報告書&レポート
アフリカ-ロンドン サミット報告(その1)-オープニングセッション、各国基調講演セッション(前半)-
2013年は英国がG8サミットのホスト国であった。6月17日(月)、18日(火)に北アイルランドで開催されたG8サミットでは、主要テーマの一つとして採取産業の透明性向上について話し合われ、首脳コミュニケにも反映された。 これを受けた鉱業関連のイベントとして、6月25日(火)、26日(水)、ロンドンにて、主催:マイニング・オン・トップ(MoT)、共催:英国貿易投資総省(UKTI)、連邦ビジネス評議会(CBC)による「アフリカ-ロンドンサミット」が開催された。鉱業の透明性向上、その他重要な議題について、活発な議論が交わされた。 参加者は200名を超えた。英国から国会議員、UKTI、CBC、Rio Tinto、Anglo American、鉱業コンサル、法務コンサル、キャピタル、ファンド等、アフリカからは、ケニア・ザンビア等6か国から閣僚級、企業、技術提供会社等、豪州・カナダの企業、日本からJOGMECロンドン事務所が参加した。 本稿では4回に分けて、これら主要な国・企業の講演の概要を報告する。 なお、プログラム等については、以下CBCのWebサイトを参照されたい。 http://www.cbcglobal.org/events/details/mining-on-top-africa-london-summit |
1. オープニング セッション
1-1 「歓迎の辞」 Peter Callaghan連邦ビジネス評議会(CBC)事務局長
「アフリカ-ロンドンサミット」は、CBCにとって初めての試みである。アフリカ各国との強い関係を構築している英国貿易投資総省(UKTI)と協力して実現することができた。

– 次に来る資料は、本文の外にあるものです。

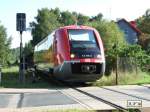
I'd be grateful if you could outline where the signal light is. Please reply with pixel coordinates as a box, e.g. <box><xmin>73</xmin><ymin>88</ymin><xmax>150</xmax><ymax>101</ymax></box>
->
<box><xmin>97</xmin><ymin>54</ymin><xmax>101</xmax><ymax>58</ymax></box>
<box><xmin>70</xmin><ymin>54</ymin><xmax>75</xmax><ymax>58</ymax></box>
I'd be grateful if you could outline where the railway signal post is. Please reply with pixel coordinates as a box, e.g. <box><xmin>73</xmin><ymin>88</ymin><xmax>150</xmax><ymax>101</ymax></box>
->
<box><xmin>16</xmin><ymin>13</ymin><xmax>26</xmax><ymax>83</ymax></box>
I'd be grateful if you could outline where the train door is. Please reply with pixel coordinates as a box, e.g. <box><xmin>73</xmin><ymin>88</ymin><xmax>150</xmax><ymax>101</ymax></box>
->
<box><xmin>53</xmin><ymin>33</ymin><xmax>58</xmax><ymax>66</ymax></box>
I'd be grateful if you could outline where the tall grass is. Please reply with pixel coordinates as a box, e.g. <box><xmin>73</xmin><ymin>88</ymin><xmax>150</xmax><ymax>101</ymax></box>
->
<box><xmin>0</xmin><ymin>66</ymin><xmax>52</xmax><ymax>88</ymax></box>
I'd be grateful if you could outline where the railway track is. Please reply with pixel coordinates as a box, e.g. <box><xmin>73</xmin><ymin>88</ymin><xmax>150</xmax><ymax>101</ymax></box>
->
<box><xmin>37</xmin><ymin>71</ymin><xmax>129</xmax><ymax>112</ymax></box>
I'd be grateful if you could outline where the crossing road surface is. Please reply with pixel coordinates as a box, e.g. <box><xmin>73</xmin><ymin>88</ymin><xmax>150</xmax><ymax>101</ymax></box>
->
<box><xmin>0</xmin><ymin>85</ymin><xmax>150</xmax><ymax>112</ymax></box>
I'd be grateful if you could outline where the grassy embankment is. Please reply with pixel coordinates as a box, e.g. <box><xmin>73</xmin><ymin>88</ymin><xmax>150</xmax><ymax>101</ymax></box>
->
<box><xmin>0</xmin><ymin>66</ymin><xmax>51</xmax><ymax>88</ymax></box>
<box><xmin>93</xmin><ymin>71</ymin><xmax>150</xmax><ymax>86</ymax></box>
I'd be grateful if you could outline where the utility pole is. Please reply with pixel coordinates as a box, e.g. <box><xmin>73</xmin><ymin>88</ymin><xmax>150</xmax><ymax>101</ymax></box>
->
<box><xmin>16</xmin><ymin>13</ymin><xmax>26</xmax><ymax>83</ymax></box>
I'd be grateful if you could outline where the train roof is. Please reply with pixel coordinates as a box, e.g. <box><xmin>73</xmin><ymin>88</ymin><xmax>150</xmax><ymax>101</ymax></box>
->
<box><xmin>59</xmin><ymin>25</ymin><xmax>94</xmax><ymax>30</ymax></box>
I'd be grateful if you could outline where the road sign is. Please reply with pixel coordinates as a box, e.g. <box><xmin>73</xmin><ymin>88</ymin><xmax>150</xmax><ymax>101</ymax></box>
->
<box><xmin>16</xmin><ymin>13</ymin><xmax>26</xmax><ymax>32</ymax></box>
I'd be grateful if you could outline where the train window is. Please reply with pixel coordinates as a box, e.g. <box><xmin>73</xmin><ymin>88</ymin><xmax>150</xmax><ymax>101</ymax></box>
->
<box><xmin>68</xmin><ymin>29</ymin><xmax>99</xmax><ymax>49</ymax></box>
<box><xmin>69</xmin><ymin>30</ymin><xmax>96</xmax><ymax>43</ymax></box>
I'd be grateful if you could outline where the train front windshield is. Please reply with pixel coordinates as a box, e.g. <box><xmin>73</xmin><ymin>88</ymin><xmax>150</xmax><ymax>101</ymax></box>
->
<box><xmin>68</xmin><ymin>29</ymin><xmax>99</xmax><ymax>50</ymax></box>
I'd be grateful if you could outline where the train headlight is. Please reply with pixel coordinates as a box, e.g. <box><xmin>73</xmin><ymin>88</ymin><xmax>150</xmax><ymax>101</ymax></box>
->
<box><xmin>97</xmin><ymin>54</ymin><xmax>101</xmax><ymax>58</ymax></box>
<box><xmin>70</xmin><ymin>54</ymin><xmax>75</xmax><ymax>58</ymax></box>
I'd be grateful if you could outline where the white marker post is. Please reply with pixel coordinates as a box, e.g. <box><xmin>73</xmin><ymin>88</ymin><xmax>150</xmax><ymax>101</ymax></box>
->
<box><xmin>0</xmin><ymin>65</ymin><xmax>2</xmax><ymax>84</ymax></box>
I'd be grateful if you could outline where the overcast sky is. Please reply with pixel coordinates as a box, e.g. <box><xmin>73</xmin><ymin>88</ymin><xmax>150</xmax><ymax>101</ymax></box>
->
<box><xmin>0</xmin><ymin>0</ymin><xmax>150</xmax><ymax>48</ymax></box>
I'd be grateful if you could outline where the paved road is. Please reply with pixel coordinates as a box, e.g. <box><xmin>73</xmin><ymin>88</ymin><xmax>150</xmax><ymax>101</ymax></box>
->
<box><xmin>0</xmin><ymin>85</ymin><xmax>150</xmax><ymax>112</ymax></box>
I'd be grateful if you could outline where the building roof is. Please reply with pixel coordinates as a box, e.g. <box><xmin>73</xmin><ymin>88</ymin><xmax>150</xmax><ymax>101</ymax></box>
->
<box><xmin>117</xmin><ymin>19</ymin><xmax>142</xmax><ymax>35</ymax></box>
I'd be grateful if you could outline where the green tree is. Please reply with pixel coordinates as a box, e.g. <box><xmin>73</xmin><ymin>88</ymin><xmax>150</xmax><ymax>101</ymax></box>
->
<box><xmin>77</xmin><ymin>14</ymin><xmax>89</xmax><ymax>25</ymax></box>
<box><xmin>30</xmin><ymin>8</ymin><xmax>60</xmax><ymax>45</ymax></box>
<box><xmin>91</xmin><ymin>13</ymin><xmax>103</xmax><ymax>21</ymax></box>
<box><xmin>136</xmin><ymin>9</ymin><xmax>150</xmax><ymax>34</ymax></box>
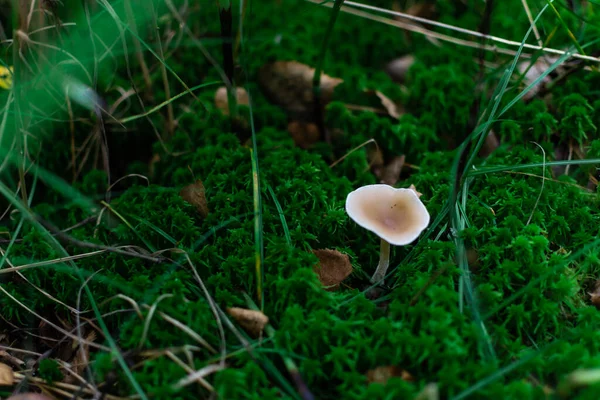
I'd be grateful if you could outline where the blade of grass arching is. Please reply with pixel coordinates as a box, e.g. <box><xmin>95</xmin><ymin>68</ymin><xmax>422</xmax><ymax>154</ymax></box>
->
<box><xmin>129</xmin><ymin>215</ymin><xmax>177</xmax><ymax>246</ymax></box>
<box><xmin>467</xmin><ymin>158</ymin><xmax>600</xmax><ymax>176</ymax></box>
<box><xmin>455</xmin><ymin>179</ymin><xmax>496</xmax><ymax>362</ymax></box>
<box><xmin>267</xmin><ymin>184</ymin><xmax>292</xmax><ymax>246</ymax></box>
<box><xmin>450</xmin><ymin>346</ymin><xmax>549</xmax><ymax>400</ymax></box>
<box><xmin>546</xmin><ymin>0</ymin><xmax>585</xmax><ymax>60</ymax></box>
<box><xmin>460</xmin><ymin>4</ymin><xmax>548</xmax><ymax>176</ymax></box>
<box><xmin>244</xmin><ymin>293</ymin><xmax>314</xmax><ymax>400</ymax></box>
<box><xmin>100</xmin><ymin>200</ymin><xmax>156</xmax><ymax>252</ymax></box>
<box><xmin>312</xmin><ymin>0</ymin><xmax>344</xmax><ymax>135</ymax></box>
<box><xmin>191</xmin><ymin>212</ymin><xmax>254</xmax><ymax>251</ymax></box>
<box><xmin>250</xmin><ymin>148</ymin><xmax>265</xmax><ymax>310</ymax></box>
<box><xmin>498</xmin><ymin>51</ymin><xmax>573</xmax><ymax>118</ymax></box>
<box><xmin>0</xmin><ymin>182</ymin><xmax>148</xmax><ymax>400</ymax></box>
<box><xmin>119</xmin><ymin>81</ymin><xmax>221</xmax><ymax>124</ymax></box>
<box><xmin>98</xmin><ymin>0</ymin><xmax>200</xmax><ymax>101</ymax></box>
<box><xmin>449</xmin><ymin>6</ymin><xmax>547</xmax><ymax>361</ymax></box>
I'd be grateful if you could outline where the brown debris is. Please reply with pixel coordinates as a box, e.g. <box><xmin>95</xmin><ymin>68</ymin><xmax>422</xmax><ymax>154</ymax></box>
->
<box><xmin>215</xmin><ymin>86</ymin><xmax>250</xmax><ymax>115</ymax></box>
<box><xmin>312</xmin><ymin>249</ymin><xmax>352</xmax><ymax>291</ymax></box>
<box><xmin>288</xmin><ymin>121</ymin><xmax>321</xmax><ymax>149</ymax></box>
<box><xmin>227</xmin><ymin>307</ymin><xmax>269</xmax><ymax>337</ymax></box>
<box><xmin>588</xmin><ymin>279</ymin><xmax>600</xmax><ymax>310</ymax></box>
<box><xmin>258</xmin><ymin>61</ymin><xmax>343</xmax><ymax>121</ymax></box>
<box><xmin>408</xmin><ymin>185</ymin><xmax>423</xmax><ymax>197</ymax></box>
<box><xmin>179</xmin><ymin>179</ymin><xmax>208</xmax><ymax>218</ymax></box>
<box><xmin>367</xmin><ymin>365</ymin><xmax>415</xmax><ymax>383</ymax></box>
<box><xmin>0</xmin><ymin>363</ymin><xmax>15</xmax><ymax>386</ymax></box>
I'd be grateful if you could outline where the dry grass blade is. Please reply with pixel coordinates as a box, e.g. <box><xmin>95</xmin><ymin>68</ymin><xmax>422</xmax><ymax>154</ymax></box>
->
<box><xmin>225</xmin><ymin>307</ymin><xmax>269</xmax><ymax>337</ymax></box>
<box><xmin>306</xmin><ymin>0</ymin><xmax>600</xmax><ymax>63</ymax></box>
<box><xmin>175</xmin><ymin>364</ymin><xmax>225</xmax><ymax>389</ymax></box>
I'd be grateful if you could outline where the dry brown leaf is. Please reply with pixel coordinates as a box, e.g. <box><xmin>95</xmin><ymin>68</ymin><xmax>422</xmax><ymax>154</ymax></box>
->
<box><xmin>588</xmin><ymin>279</ymin><xmax>600</xmax><ymax>310</ymax></box>
<box><xmin>179</xmin><ymin>179</ymin><xmax>208</xmax><ymax>218</ymax></box>
<box><xmin>6</xmin><ymin>393</ymin><xmax>52</xmax><ymax>400</ymax></box>
<box><xmin>227</xmin><ymin>307</ymin><xmax>269</xmax><ymax>337</ymax></box>
<box><xmin>288</xmin><ymin>121</ymin><xmax>321</xmax><ymax>149</ymax></box>
<box><xmin>0</xmin><ymin>350</ymin><xmax>25</xmax><ymax>367</ymax></box>
<box><xmin>312</xmin><ymin>249</ymin><xmax>352</xmax><ymax>290</ymax></box>
<box><xmin>408</xmin><ymin>185</ymin><xmax>423</xmax><ymax>197</ymax></box>
<box><xmin>215</xmin><ymin>86</ymin><xmax>250</xmax><ymax>115</ymax></box>
<box><xmin>373</xmin><ymin>155</ymin><xmax>406</xmax><ymax>186</ymax></box>
<box><xmin>366</xmin><ymin>90</ymin><xmax>404</xmax><ymax>119</ymax></box>
<box><xmin>0</xmin><ymin>363</ymin><xmax>15</xmax><ymax>386</ymax></box>
<box><xmin>258</xmin><ymin>61</ymin><xmax>343</xmax><ymax>121</ymax></box>
<box><xmin>479</xmin><ymin>130</ymin><xmax>500</xmax><ymax>158</ymax></box>
<box><xmin>367</xmin><ymin>365</ymin><xmax>415</xmax><ymax>383</ymax></box>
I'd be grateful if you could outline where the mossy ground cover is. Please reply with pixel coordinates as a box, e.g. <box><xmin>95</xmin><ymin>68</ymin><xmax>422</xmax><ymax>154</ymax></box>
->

今回のサミットがロンドンで開催されるということは、アフリカでの鉱業と投資にとって重要な意味がある。目的は二つある。一つはアフリカ鉱業への投資促進、もう一つは資源国にとって鉱業をより持続可能にすること、である。
そのためには、政府、国際企業、地域社会の協力が不可欠である。この10年間、アフリカ鉱業は様々な課題に直面してきた。昨年のマリカナ鉱山での事件は痛ましい結果となった。CBCは、アフリカ各国の地域社会と国際企業の両方と調整しながら、開発、雇用、人材育成、知識の共有を進めることにより貢献できる。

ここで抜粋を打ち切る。